Thursday, February 24, 2011

HL 14 identifed; HL 15 below

Ok, y'all are getting them too quickly. I am going to have to take more obscure pictures -starting with the one after Hidden Location #15 below. HL15 should be very easy, but I promise more difficult ones in the future.


But first some comments on Hidden Location #14. John Flood correctly identified the location, writing "This looks like corner of Penile Rd, W. Manslick Rd & Old New Cut Rd. in Fairdale." Yes, to a point - an italicised point. The street names are correct and I'll address two of them below. And, yes, I would certainly call that intersection part of Fairdale. But, according to the United States Postal Service, I was in "Valley Station" when I took the picture while standing along the southern side of W. Manslick Road. All of the Penile Road addresses going off to the right also carry the Valley Station zip code of 40272. But the territory to the left on Old New Cut Road and on the other side of the intersection is, indeed, Fairdale, whose zip code is 40118.


I have nothing to report about Penile Road, and that is probably a good thing. So, let's start with Old New Cut, an interesting name. About twenty-five years ago, coinciding with the opening of the Gene Snyder Freeway, a road was built connecting New Cut Road as it then existed with W. Manslick Road, about 3/4 mile closer to Fairdale. This 3/4 mile stretch of highway went unnamed for many years. People referred to it as New New Cut or New Manslick or "that new road connecting to the Snyder." Eventually, however, developers bought the land along the northern side of the road, erecting several warehouses and a motel. With such development came the need for addresses, and address numbers need road names to make any sense.


After some - not much - discussion, it was decided to call the new stretch of road "New Cut" continuing the name of the road which extends south from Iroquois Park to this point. Further it was decided to call the older stretch of New Cut, the one now cut-off and appearing in our picture, Old New Cut, an awkward name to be sure. But the reason had more to do with the other street involved in the new connecting road - W. Manslick. Were the county streetname deciders going to give us yet another Manslick to deal with?


Check any map of southern Jefferson County and you will find six close but unconnected streets - eight if you count "Old Manslick" sections - with the name Manslick. At one time there were a few more, like the Echo Trail sections of southeastern Jefferson County. Presently the easternmost Manslick Road runs from Beulah Church Road west to Pennsylvania Run Road. A second section, starting about two blocks south of the first one, runs from Pennsylvania Run Road west to what is officially called Shepherdsville Road, but which many still call Old Shepherdsville Road, usually shortenend to Old Shep. A third Manslick starts about a block north of this one and runs from Old Shep west to Preston Highway, which, if you are wondering, was at one time the companion New Shepherdsville Road, but that name never caught on. That's all of the southeastern Manslicks.
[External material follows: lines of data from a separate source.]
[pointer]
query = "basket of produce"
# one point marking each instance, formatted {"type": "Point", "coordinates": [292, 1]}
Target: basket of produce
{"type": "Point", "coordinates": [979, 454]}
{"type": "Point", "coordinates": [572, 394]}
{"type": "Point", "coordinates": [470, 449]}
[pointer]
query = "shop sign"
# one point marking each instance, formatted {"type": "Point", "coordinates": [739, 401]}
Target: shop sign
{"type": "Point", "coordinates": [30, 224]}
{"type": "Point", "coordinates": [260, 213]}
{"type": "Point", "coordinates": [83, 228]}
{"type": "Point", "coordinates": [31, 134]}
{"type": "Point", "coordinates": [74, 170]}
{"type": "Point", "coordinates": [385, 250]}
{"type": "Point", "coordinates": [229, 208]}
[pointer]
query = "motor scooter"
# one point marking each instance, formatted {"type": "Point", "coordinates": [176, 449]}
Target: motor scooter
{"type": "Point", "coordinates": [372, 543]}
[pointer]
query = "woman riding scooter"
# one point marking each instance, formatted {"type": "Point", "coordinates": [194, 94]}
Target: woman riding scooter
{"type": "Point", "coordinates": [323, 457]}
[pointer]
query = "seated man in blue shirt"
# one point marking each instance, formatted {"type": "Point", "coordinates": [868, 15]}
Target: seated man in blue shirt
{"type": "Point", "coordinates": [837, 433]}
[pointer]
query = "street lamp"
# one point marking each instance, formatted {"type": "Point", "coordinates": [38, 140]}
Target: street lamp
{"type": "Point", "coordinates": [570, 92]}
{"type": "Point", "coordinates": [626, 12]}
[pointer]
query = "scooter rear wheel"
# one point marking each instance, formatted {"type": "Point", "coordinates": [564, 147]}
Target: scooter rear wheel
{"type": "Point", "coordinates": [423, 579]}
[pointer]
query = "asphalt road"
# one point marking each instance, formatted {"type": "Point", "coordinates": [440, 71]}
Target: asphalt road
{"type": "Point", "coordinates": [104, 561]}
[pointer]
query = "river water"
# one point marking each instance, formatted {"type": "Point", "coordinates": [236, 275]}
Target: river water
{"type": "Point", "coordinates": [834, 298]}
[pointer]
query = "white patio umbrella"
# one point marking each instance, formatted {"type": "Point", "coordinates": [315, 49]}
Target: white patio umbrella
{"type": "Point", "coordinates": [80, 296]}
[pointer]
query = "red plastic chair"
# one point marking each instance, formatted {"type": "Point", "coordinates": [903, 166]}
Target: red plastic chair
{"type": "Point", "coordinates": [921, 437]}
Coming in from the southwest, beginning at the intersection of Berry Boulevard and Seventh Street Road, is the first of three Manslicks on this side of town. This one extends south to Palatka Road. A second Manslick picks up about 3/4 mile east of this point and runs south to Saint Anthony's Church Road. Another 3/4 mile from there, a third Manslick begins at Third Street Road and extends toward Fairdale, to the point in our Hidden Location #14 picture, at Old New Cut Road.


Why all the Manslicks?


First, let us dissect the name into its original name which was Mann's Lick, the name of a salt lick owned presumably by the Mann family. Actually, that's exactly what it is. Mann's Lick was a salt lick operating in the area of present day Glengarry, or Glen Garry, a subdivision in Fairdale near the intersection of National Turnpike and the Gene Snyder Freeway. Salt licks dotted southern Jefferson and much of Bullitt counties before places like Louisville and Shepherdsville existed. Thus, we are speaking of pre-Revolutionary War times. A community existed in this area known as Newtown. Newtown, in fact, grew large enough to be incorporated as a city in 1794, but its existence was one of about thirty-five years in the late 18th and early 19th centuries.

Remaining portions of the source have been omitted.